Oosthoek Encyclopedie

Oosthoek's Uitgevers Mij. N.V (1916-1925)

Gepubliceerd op 31-01-2022

Schot o. (-en, schotten)

betekenis & definitie

1. de handeling van schieten met een wapen; keer dat er met een wapen geschoten wordt: ik hoorde een schot; met gedachte aan wat geschoten wordt: hij kreeg een schot in het been; wijze van schieten: vast van schot zijn; niet elk schot is een eendvogel, niet elk schot is raak;

2. de hoeveelheid kruit, hagel enz., benodigd om een keer te schieten; (spr.) hij is geen schot kruit waard, hij is niets waard;
3. afstand waarover men kan schieten, bereik: buiten schot blijven, zich buiten schot houden, zich niet blootstellen, zich niet in het gevaar begeven;
4. handeling van schieten bij het spel, m.n. bij voetballen en andere balspelen, trap: een keihard schot;
5. keer dat men een visnet in zee zet; ook de vangst daarbij verkregen: een van de vissers deed een schot van 30.000 stuks ansjovis;
6. gemakkelijke of snelle voortgang, vaart: er zit geen – in het werk, het schiet niet op; daar komt al schot in de voorraad, die begint flink te minderen, op te raken;
7. (zeevaart en visserij) schot geven, de kabels of de lijn vieren, (fig.) iemand wat ruimte van tijd of middelen geven;
8. (landbouw) het verschijnsel dat graankorrels voortijdig ontkiemen: er komt schot in het graan, de korrels beginnen te ontkiemen.

LANDBOUW

Schot vindt plaats terwijl de graankorrels zich nog in de aren (bij haver in de pluimen) bevinden en nog niet geoogst, of gedorst zijn. Voordat graankorrels kunnen ontkiemen, maken zij een periode van kiemrust door. De duur van de kiemrustperiode is afhankelijk van het ras: deze kan enkele dagen, maar ook enkele maanden duren. Voor het ontkiemen is echter ook vocht nodig. Natte weersomstandigheden komen tijdens de oogst in West-Europa vaak voor.

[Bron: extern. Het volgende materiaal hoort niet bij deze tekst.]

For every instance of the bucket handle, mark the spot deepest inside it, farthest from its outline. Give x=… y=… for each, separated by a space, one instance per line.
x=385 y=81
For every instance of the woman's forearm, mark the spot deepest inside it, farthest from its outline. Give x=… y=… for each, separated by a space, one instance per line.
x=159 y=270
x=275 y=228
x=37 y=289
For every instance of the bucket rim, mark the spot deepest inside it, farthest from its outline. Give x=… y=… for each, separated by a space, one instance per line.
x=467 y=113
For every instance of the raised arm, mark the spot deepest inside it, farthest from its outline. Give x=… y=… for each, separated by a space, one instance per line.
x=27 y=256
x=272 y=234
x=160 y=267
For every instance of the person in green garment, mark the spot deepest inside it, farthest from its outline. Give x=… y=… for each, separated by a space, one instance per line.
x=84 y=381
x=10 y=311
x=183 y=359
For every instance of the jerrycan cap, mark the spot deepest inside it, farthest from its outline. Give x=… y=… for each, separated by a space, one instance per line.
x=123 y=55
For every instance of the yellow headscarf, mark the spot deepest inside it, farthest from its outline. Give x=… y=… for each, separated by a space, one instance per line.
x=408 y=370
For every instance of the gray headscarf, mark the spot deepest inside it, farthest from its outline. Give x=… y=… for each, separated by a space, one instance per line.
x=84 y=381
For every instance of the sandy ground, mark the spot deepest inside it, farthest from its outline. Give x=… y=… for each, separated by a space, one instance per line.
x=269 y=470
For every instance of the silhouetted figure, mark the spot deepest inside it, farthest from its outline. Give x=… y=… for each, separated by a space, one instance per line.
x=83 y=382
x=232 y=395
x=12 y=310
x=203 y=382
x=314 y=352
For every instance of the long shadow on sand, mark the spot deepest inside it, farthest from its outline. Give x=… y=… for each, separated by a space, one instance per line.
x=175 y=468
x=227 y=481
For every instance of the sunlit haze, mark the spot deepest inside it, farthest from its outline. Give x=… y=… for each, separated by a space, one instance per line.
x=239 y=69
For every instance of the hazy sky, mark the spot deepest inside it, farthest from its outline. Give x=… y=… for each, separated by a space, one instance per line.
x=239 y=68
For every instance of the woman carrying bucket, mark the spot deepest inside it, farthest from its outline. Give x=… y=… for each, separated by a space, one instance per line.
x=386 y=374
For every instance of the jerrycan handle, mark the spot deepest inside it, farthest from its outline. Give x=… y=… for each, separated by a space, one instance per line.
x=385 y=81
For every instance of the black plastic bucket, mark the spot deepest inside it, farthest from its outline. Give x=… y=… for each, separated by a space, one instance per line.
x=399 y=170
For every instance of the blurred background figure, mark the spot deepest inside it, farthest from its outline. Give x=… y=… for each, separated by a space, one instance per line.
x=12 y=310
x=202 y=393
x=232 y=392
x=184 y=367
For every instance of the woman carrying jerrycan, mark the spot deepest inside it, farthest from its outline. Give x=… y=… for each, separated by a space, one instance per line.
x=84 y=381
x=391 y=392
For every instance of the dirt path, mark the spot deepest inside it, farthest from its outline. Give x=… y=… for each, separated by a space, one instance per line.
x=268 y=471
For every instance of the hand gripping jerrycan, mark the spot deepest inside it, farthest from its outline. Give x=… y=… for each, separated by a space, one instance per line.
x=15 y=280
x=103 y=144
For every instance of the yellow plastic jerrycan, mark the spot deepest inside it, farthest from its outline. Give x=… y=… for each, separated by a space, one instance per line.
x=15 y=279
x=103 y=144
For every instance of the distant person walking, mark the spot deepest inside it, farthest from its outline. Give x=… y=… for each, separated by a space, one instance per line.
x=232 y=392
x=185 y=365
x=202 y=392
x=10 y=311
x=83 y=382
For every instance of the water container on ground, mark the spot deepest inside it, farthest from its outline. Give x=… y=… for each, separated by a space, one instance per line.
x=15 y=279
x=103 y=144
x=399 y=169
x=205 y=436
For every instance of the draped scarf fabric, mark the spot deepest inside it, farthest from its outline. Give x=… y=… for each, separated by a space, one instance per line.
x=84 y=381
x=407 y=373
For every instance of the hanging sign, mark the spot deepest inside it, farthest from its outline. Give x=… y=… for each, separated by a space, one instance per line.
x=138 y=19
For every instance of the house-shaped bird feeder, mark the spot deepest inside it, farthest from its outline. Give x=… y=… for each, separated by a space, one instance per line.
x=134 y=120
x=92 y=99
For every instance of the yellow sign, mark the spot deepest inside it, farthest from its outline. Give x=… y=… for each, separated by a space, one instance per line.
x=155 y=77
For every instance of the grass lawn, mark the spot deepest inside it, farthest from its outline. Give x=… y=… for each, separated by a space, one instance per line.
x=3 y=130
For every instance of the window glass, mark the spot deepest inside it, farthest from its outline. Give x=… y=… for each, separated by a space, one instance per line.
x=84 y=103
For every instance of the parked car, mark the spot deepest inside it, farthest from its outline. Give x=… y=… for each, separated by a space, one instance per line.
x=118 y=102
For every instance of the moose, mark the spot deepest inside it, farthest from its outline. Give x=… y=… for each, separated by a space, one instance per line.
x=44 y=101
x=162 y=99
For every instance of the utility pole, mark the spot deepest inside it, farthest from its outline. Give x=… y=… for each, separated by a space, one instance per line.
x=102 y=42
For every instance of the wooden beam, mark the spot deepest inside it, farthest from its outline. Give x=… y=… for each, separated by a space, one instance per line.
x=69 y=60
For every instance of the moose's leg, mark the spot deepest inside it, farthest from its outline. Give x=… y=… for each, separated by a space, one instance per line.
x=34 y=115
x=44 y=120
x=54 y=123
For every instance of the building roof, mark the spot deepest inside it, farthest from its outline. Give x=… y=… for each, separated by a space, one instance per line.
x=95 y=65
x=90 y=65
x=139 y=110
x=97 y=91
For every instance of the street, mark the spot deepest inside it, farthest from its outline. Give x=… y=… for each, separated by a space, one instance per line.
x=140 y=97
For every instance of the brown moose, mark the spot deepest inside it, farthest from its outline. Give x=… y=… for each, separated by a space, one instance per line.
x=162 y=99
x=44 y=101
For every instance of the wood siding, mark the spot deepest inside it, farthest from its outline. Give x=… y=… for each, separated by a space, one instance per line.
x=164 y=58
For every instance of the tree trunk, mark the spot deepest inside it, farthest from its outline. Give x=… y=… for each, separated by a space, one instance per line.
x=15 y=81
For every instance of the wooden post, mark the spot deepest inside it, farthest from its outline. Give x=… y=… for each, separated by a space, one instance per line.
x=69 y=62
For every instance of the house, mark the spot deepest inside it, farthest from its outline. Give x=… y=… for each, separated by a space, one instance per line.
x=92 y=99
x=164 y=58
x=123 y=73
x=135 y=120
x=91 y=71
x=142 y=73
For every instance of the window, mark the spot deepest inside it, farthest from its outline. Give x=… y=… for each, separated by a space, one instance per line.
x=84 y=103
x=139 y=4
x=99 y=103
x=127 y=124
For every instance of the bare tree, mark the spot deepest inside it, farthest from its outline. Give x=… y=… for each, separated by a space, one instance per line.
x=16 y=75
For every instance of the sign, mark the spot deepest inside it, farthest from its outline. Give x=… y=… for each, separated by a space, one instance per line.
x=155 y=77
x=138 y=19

Gemiddeld eens in de drie jaar heeft de graanoogst in sterkere mate van schot te lijden. Rassen met een lange kiemrustperiode zijn dus veiliger bij de oogst, ze zijn schotresistent. Behalve van het ras is de kiemrustperiode ook afhankelijk van de totale hoeveelheid warmte boven een zekere drempeltemperatuur, die de plant krijgt gedurende de periode van de deegrijpheid (de korrels zijn dan nog makkelijk stuk te wrijven en de inhoud is zacht en deegachtig). Warm weer tijdens de deegrijpheid verkort de kiemrust en koel weer verlengt haar. Rassen die in normale jaren schotresistent zijn, kunnen tengevolge van een hittegolf tijdens de deegrijpheid zo’n verkorting van de kiemrust ondergaan, dat de korrels bij regen tijdens de oogst gaan kiemen. Men heeft voor elk ras een zgn. kritieke temperatuursom kunnen vaststellen; wanneer deze in de periode van deegrijpheid wordt bereikt, is de kiemrust ten einde en is het ras schotgevoelig geworden.

Sedert 1964 heeft men in Nederland een schotwaarschuwingsdienst kunnen opbouwen, waardoor de landbouwers gedurende de graanoogst via radio-uitzendingen van het KNMI kan worden meegedeeld, in welke gebieden en bij welke rassen gevaar voor schot aanwezig is. Vooral bij tarwe betekent schot een vermindering van de verwerkingswaarde en in het kader der EG-graanregelingen zijn vrij strenge eisen aan het toegelaten percentage geschoten korrels in tarwe en rogge voor de broodbereiding gesteld; daarboven wordt op de prijs gekort.